If we know ourselves to be something, though, isn’t it a contradiction to say the world might have something worthwhile to offer? Well, no, not exactly. For while we might know we are something — that we have something in us — we don’t necessarily know how, as in via what means, that something will ultimately come to be expressed. We know the direction, perhaps, but not the exact route. We have complete conviction, not utter omniscience. And there’s a difference.
In the end, we manifest with the world, not outside of it within a vacuum (quantum or otherwise). Our making real our beliefs, our aligning the two worlds, results from an intentional dialogue between the two realms — the inner and the outer. It requires our actively participating in the great unfolding, and, yes, turning a blind eye to the world when it’s too much — when we begin to drown. We are, to switch metaphors, marching to the beat of our own drum, but we are drumming in the context of a broader — indeed infinite — symphony. And naturally, our drum sounds better when it accords with the rest of the score. When its in rhythm. When it vibes.

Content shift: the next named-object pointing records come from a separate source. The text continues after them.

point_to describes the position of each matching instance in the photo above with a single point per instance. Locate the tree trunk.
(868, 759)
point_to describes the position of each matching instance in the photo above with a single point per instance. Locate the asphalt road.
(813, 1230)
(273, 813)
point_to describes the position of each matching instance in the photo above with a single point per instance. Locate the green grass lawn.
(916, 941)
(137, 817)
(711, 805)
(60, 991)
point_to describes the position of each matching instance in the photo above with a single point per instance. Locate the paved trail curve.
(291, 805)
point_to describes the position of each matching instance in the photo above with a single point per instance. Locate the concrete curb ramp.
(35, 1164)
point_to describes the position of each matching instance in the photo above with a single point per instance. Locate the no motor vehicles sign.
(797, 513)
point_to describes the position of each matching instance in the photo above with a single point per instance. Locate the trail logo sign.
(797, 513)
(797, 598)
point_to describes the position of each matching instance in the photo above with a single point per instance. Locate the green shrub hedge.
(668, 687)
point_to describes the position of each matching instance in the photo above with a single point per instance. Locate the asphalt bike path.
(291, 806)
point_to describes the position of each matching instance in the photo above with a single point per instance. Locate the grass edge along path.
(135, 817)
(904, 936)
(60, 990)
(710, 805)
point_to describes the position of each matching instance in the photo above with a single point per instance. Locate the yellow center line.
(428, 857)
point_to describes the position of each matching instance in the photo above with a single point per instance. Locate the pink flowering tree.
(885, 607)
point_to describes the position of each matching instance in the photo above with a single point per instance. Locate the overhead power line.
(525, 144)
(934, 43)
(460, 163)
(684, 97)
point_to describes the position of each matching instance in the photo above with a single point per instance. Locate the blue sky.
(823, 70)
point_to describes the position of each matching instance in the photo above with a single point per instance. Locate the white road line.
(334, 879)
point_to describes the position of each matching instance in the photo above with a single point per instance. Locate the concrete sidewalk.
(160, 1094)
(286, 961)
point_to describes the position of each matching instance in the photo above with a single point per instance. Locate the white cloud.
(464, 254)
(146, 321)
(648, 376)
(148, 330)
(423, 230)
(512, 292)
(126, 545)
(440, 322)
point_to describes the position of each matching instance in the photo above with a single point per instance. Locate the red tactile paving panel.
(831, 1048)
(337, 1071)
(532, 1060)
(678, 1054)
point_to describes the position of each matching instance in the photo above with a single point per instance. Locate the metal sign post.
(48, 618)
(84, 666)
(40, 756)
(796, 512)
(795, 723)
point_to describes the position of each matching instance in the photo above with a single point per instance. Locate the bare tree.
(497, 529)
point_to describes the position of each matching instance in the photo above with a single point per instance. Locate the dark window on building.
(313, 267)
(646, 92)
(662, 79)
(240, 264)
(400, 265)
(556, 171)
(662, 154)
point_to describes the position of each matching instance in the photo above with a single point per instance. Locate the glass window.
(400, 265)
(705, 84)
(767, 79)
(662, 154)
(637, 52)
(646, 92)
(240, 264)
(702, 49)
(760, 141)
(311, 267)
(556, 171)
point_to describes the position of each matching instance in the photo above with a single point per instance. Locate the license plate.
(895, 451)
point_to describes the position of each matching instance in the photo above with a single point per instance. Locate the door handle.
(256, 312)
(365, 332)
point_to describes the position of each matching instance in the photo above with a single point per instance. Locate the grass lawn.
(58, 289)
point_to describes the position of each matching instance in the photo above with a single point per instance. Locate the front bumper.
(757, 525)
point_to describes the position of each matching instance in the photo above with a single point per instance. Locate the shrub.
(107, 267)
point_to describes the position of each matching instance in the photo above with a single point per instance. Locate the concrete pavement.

Self-belief begins its life as an act of faith — a blind leap into the unknown. And ultimately, though it grows stronger over time — indeed more SOLID — it remains always thus — an act of faith. Self-belief is, above all, a willing embrace of the unknown, an attempt to alchemise mind into matter. It seems appropriate, then, that whenever one experiences the heartbreak inherent to a misalignment of beliefs — a clash between the inner and outer realms — one should call this fact to mind. The answer isn’t more belief, it’s more faith. Faith that the skepticism you face is a necessary step on your path towards the promised land. Faith that through hardship you will grow stronger. Faith that the world will one day know. Faith in the unfolding of the divine order. Faith in all things. Take action, sure, don’t be dogmatic — certainly. But have faith.
And one last thing. Remember, if you’re experiencing this tension — this visceral scream — you’re already winning. You hurt because you believe, because you dare to. And the real fear, in the end, is not that people won’t believe you, it’s that you won’t believe yourself. In a world that’s constantly telling us we’re less-than, reinforcing our apparent inferiority, to transcend the spell of doubt and insecurity and say “nah fuck that — you know what — I am worth something — I am something special” is a most subversive, indeed revolutionary, act. That’s the money right there, as the kids say. That’s the accomplishment. The rest is just icing and sprinkles. Remember that, above all.
You know — and only you know — and that’s enough in itself.
Things will unfold as they do, for they always do.